A unit investment trust (UIT) is one of the three main types of investment company, the others being mutual funds and closed-end funds. It is basically an exchange-traded fund (ETF), which offers a fixed investment portfolio of stocks and bonds.
Where have you heard about unit investment trusts (UIT)?
ETFs are one of the most popular securities for investors, and some of the biggest ETFs are actually unit investment trusts. For example, the SPDR S&P 500 (SPY) ETF and Dow Jones Industrial Average (DIA) ETF.
What you need to know about unit investment trusts (UIT).
A UIT gets its name from the redeemable ‘units’, or securities, that it issues. These units are limited to a specific number and are put up for sale in a one-off public offering.
When a UIT is created, a predetermined termination date is set. UIT is not actively managed as it doesn’t have a board of directors or an investment adviser because the investment portfolio of a UIT is fixed. Rather than actively trading, like a mutual fund, a UIT will buy a number of specific stocks or bonds and then hold them.
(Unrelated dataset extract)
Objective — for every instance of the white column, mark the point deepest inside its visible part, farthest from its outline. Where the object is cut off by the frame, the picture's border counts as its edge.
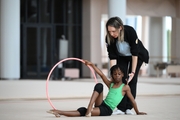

This makes it clear to investors what they can expect for the life of the UIT.
The benefit of using a UIT instead of a mutual fund is that UITs protect investors from unrealised capital gains taxes. As a UIT has a specific time period, it acts as a new, individual investment which means that capital gains tax only applies to the initial cost of the UIT’s securities. However, some investors prefer mutual funds as they can trade the stock.